Hanke, who served as part of the economic advisory team during the Reagan administration from 1981 to 1982 does not shy away from criticising bitcoin. In a recent publication on Nationa Review, Steve Hanke described BTC as nothing but a speculative asset “with a fundamental value of zero”. A month later, Hanke would troll the Bitcoin community in a tweet where he said, “cryptocurrencies are the future of money. Bitcoin is not.”

The senior economist, while speaking with Kitco News on June 15, expressed concerns about the possible targeting of El Salvador’s economy by United States competitor nations like China and Russia. Specifically, Steven Hanke said

“It has the potential to completely collapse the economy because all the dollars in El Salvador could be vacuumed up, and there'd be no money in the country. They don't have a domestic currency. ”

Hanke also didn’t hide his displeasure towards the El Salvadorian congresspeople for passing the landmark Bitcoin Law which effectively made BTC a legal tender mandating merchants and businesses to start accepting bitcoin as a form of payment and settlement for goods and services. Hanke described those who supported President Nayib Bukele's bill as "in a word, stupid," further questioning how pragmatic that law is, especially with his doubts in BTC functioning as a legal tender where the majority of its inhabitants operate on cash and do not posses bank accounts.

“You're not going to pay for your taxi ride with a Bitcoin. It's ridiculous [...] You've got 70 percent of the people in El Salvador don't even have bank accounts,” Hanke derides El Salvador's latest move.

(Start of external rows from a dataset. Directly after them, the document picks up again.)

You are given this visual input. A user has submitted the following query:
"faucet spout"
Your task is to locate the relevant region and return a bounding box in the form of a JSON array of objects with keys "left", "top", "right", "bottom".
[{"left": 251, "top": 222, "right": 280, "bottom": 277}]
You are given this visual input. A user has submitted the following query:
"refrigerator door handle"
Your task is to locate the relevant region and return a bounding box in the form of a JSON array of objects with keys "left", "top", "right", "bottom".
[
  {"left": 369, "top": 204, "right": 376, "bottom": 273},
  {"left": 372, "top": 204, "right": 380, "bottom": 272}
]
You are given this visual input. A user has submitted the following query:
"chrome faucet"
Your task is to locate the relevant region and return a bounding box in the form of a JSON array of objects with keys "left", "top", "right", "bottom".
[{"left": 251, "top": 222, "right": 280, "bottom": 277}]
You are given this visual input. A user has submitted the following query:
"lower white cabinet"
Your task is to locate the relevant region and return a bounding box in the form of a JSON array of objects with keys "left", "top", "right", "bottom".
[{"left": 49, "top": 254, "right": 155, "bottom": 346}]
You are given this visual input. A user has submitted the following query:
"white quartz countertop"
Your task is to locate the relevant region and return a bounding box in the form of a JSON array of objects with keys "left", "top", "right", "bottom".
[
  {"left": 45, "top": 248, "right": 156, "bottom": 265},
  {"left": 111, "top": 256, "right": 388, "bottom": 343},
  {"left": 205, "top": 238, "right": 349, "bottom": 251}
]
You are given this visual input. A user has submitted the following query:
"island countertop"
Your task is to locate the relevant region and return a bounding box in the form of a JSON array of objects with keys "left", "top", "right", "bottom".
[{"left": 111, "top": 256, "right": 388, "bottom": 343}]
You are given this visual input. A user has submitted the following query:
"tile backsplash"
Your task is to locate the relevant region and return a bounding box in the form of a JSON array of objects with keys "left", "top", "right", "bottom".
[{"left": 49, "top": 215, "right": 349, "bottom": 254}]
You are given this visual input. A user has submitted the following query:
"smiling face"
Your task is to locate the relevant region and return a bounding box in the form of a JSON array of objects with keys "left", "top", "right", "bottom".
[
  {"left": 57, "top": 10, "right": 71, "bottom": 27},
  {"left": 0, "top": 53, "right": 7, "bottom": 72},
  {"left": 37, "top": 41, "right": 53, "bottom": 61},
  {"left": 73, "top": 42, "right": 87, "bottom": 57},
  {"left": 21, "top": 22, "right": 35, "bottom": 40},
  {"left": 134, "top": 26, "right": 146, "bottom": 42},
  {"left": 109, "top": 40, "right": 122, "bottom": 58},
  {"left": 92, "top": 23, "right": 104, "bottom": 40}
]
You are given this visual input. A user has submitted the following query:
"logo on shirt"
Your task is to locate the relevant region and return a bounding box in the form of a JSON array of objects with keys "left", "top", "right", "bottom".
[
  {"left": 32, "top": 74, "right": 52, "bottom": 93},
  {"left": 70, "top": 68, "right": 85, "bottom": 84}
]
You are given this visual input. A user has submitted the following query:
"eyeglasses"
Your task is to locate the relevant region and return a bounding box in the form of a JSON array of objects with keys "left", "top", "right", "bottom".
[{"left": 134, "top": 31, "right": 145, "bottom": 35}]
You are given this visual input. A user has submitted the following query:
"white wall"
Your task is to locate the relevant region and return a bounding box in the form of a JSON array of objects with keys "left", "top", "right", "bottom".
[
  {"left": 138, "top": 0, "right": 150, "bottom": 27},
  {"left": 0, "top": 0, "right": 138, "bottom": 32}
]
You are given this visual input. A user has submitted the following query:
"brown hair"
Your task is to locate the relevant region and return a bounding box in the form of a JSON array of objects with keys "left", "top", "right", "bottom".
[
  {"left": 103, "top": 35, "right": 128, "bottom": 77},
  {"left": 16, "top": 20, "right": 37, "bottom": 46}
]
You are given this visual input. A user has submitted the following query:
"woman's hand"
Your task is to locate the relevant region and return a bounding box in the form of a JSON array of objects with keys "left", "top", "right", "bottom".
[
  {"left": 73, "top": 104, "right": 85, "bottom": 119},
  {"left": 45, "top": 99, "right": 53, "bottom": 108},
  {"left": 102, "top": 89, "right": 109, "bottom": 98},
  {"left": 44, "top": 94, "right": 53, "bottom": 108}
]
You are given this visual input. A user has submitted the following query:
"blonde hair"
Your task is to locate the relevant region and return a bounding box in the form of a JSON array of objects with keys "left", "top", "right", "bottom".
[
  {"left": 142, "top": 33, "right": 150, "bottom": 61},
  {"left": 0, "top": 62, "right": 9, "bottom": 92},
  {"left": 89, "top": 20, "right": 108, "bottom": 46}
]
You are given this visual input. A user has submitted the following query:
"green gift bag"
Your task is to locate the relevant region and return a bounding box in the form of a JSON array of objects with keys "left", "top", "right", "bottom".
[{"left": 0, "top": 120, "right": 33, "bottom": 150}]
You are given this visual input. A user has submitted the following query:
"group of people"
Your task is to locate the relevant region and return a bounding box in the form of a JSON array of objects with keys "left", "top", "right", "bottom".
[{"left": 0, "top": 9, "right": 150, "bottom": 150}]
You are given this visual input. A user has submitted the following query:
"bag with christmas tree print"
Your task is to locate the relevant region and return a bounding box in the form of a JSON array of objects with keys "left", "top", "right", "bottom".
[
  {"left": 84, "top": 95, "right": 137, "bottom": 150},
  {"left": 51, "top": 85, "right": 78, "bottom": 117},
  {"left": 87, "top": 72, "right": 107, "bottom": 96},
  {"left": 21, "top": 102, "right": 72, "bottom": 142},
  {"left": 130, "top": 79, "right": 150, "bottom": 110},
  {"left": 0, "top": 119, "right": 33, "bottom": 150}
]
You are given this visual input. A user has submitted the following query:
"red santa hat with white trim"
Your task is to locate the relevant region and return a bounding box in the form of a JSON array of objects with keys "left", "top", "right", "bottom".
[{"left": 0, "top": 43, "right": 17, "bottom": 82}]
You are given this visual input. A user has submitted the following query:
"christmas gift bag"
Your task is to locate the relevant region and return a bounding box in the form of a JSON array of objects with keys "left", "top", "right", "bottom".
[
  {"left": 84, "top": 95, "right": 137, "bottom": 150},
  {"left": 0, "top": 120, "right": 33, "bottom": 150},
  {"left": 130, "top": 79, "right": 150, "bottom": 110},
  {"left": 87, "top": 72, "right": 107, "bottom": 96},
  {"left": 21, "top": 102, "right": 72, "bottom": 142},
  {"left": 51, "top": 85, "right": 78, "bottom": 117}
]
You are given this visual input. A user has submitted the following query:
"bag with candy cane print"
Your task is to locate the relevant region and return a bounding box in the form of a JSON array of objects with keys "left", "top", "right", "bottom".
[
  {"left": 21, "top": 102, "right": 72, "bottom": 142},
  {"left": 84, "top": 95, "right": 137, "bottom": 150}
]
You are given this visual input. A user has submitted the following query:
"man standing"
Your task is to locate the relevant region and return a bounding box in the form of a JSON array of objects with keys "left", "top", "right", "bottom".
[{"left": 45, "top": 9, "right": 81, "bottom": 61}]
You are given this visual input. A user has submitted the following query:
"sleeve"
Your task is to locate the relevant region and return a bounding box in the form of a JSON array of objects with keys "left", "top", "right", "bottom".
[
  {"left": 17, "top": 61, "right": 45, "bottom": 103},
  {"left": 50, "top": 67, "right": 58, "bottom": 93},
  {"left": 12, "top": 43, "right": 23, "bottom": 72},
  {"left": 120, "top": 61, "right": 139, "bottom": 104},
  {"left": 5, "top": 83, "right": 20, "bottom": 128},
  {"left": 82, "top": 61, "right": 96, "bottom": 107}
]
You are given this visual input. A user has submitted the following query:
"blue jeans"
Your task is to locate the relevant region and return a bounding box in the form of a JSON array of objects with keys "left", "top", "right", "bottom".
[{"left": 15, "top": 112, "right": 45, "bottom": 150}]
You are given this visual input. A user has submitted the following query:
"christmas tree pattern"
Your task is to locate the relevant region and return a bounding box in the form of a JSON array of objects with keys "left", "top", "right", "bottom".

He further speculated that “dark forces are behind this [El Salavdor’s Bitcoin Law] aiming to use Bitcoin to start ferrying away the country’s US dollars.

Meanwhile, the Central American Bank for Economic Integration (CABEI) shares an opposing view with Hanke as it lauded El Salvador's Bitcoin Law saying it "creates many spaces and opportunities." The bank has also offered to form a technical advisory group aiming to help El Salvador transition easily from its conventional payment to cryptocurrency system.

Muneeb Ali, a pakistani born and professor of computer scientist and co-founder of Blockstack, an open-source decentralized computing platform in a reactionary post although not directly referencing Steve Hanke tweeted saying:

Dear Economics Professors,

Bitcoin takes from ivory towers are hilariously bad. You need to get your hands dirty and be in the trenches to understand the power of Bitcoin.

— Muneeb

(An academic who left academia.)

While some academics like Hanke continue to voice their pessimism for the Central American nation's new Bitcoin Law, President Nayib Bukele’s move is already proving profitable both on a micro and macro economic level for his nation. Reuters reported that small transfers of bitcoin to El Salvador jumped over four-fold in May from a year ago. El Salvador’s real estate sector is also taking a positive hit. A recent tweet by @DocumentingBTC handle shared saying “Google searches f0r ‘El Salvador Real Estate’ went to the moon after the nation adopted Bitcoin last week”.